O ódio e a vigança, nesse acontecimento de Campinas, em especial, me fez lembrar uma antiga peça grega do teatro de Eurípides: Medeia. Para quem não conhece, Medeia é uma personagem, uma feiticeira, que se casa com Jason, com o qual mantém fortes laços amorosos,  e desse relacionamento tem dois filhos. Jason se apaixona por outra pessoa e se separa de Medeia. Entorpecida pelo ódio e pelo sentimento de  abandono, Medeia planeja vingar-se: matar os filhos e desaparecer. Medeia não se mata, mas sai de cena de forma magica voando em direção ao sol.

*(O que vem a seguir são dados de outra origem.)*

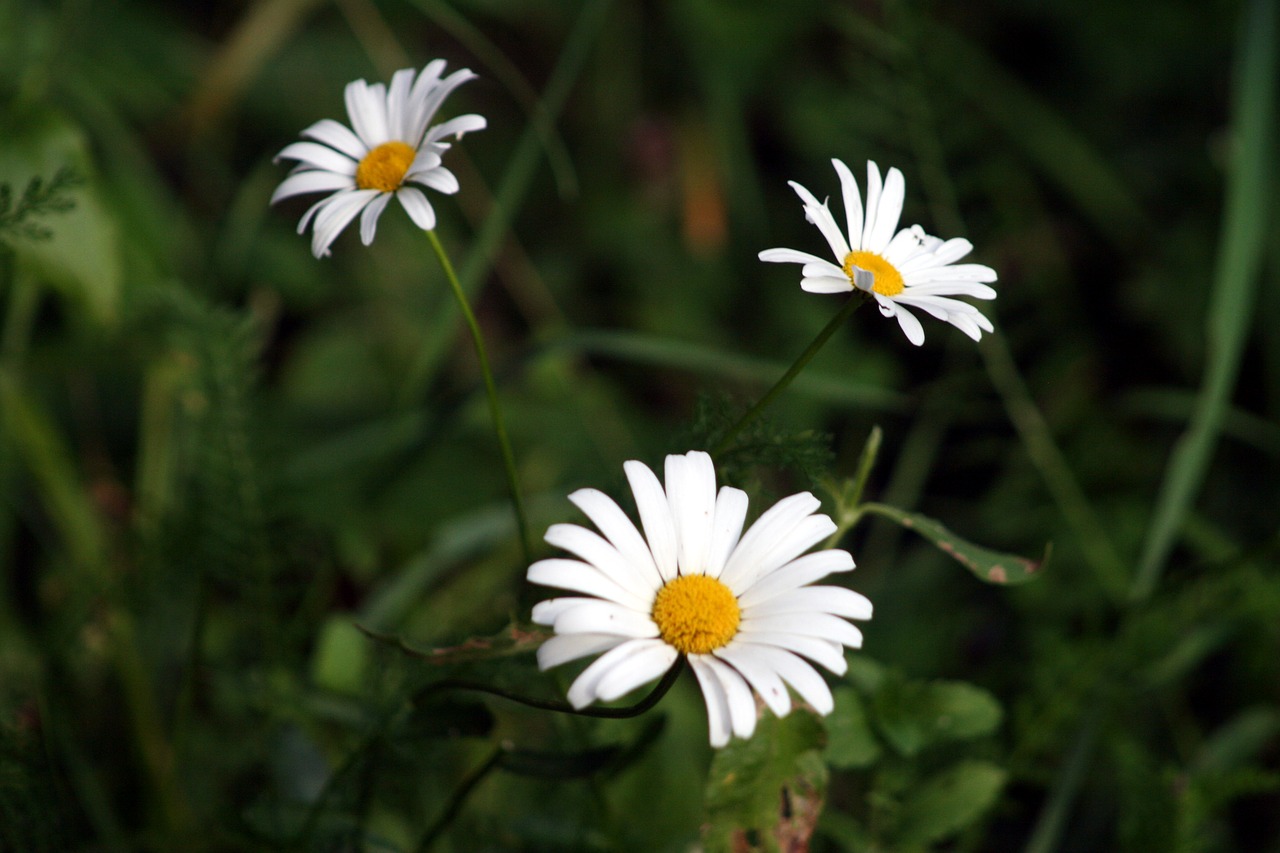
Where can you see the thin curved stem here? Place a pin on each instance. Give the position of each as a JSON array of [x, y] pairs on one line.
[[563, 707], [499, 425], [726, 441]]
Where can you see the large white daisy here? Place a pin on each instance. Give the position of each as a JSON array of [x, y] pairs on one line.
[[737, 605], [387, 149], [908, 268]]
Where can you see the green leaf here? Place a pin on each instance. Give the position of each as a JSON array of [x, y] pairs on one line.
[[991, 566], [766, 793], [913, 715], [850, 740], [949, 802], [77, 250]]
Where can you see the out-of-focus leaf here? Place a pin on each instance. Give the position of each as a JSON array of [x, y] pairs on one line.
[[513, 641], [850, 740], [766, 793], [991, 566], [81, 255], [913, 715], [949, 802]]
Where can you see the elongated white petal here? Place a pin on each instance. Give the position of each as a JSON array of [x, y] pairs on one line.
[[762, 679], [597, 616], [717, 703], [301, 182], [659, 529], [805, 680], [853, 204], [730, 515], [419, 209], [597, 551], [741, 706], [584, 578], [563, 648], [337, 136], [617, 528], [769, 528], [836, 601], [648, 662]]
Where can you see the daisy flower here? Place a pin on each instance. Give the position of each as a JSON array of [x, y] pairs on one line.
[[736, 605], [908, 268], [387, 149]]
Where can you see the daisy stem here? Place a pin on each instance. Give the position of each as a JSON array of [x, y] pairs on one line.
[[563, 707], [499, 425], [792, 372]]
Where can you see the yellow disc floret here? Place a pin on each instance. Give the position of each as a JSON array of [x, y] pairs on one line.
[[695, 614], [384, 167], [888, 281]]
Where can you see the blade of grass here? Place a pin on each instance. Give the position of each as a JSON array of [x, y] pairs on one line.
[[1240, 251], [511, 192]]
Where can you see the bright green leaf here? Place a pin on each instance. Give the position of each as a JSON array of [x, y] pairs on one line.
[[949, 802], [766, 793], [991, 566], [850, 740]]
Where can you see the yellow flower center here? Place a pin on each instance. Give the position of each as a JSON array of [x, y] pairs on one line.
[[887, 279], [695, 614], [384, 167]]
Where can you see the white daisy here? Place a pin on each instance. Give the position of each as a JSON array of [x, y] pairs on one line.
[[897, 269], [387, 149], [737, 605]]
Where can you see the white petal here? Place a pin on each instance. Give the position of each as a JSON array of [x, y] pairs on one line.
[[826, 284], [910, 325], [659, 529], [314, 155], [805, 534], [822, 625], [790, 256], [563, 648], [595, 616], [853, 204], [836, 601], [730, 515], [769, 528], [337, 136], [741, 703], [597, 551], [821, 217], [336, 215], [584, 578], [795, 574], [691, 495], [805, 680], [438, 178], [369, 218], [617, 528], [302, 182], [873, 192], [419, 209], [457, 127], [647, 664], [583, 692], [826, 652], [888, 213], [717, 703], [762, 679]]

Só após assistir a esses acontecimentos recentes,  que venho a compreender, que uma peça tão antiga, ainda tenha sobrevivido entre nós. Medeia é um fragmento extremo do nosso funcionamento de nossos ressentimentos. Medeia é o retrato  falado do ódio e da vingança. Enfim,   a expressão desses ressentimentos que se converte em tragédia.  Medeia é mais uma das tragédias da vida humana. E a pergunta, mais uma vez, se repete: Medeia era normal? Eurípides a faz feiticeira, e acredito que muitos constroem seus personagens como seres sobrenaturais para  disfarçar o incômodo de nossa condição. Na Idade Média, por exemplo, era mais cômodo atribuir todas as maldades do mundo às bruxas ou ao satanás a ter que aceitar que nossos impulsos , quando não domados, são mais cruéis do que de muitos animais.  A verdade é que “Medeias” são  domadas diariamente dentro de nós, algumas, rara e felizmente vão ao ato extremo.  O que nos contém, entre outras coisas é a fala, o argumento, a negociação, a conciliação e, naturalmente nossas censuras internas. A diferença que há entre estes e os verdadeiros assassinos são o fato de que estes homicidas e suicidas são sujeitos de atos. Freud num belo texto, Totem e Tabu finaliza ao comentar o processo de transição da horda à civilização trazendo a seguinte frase: "No princípio era o ato".  O seu entendimento pressupõe que o surgimento da linguagem apazigou, por assim dizer, os nossos instintos mais agressivos. Mas esse apaziguamento não necessariamente anulou os atos do humano - até porque eles, em algumas ocasiões, são necessários.  Houve apenas um adestramento instintivo, que converteu sentimentos em palavras, palavras que eventualmente são renunciadas e que levam a essas tragédias.   Medeia, como peça e como mito, suponho, que jamais deixará de existir e de nos visitar.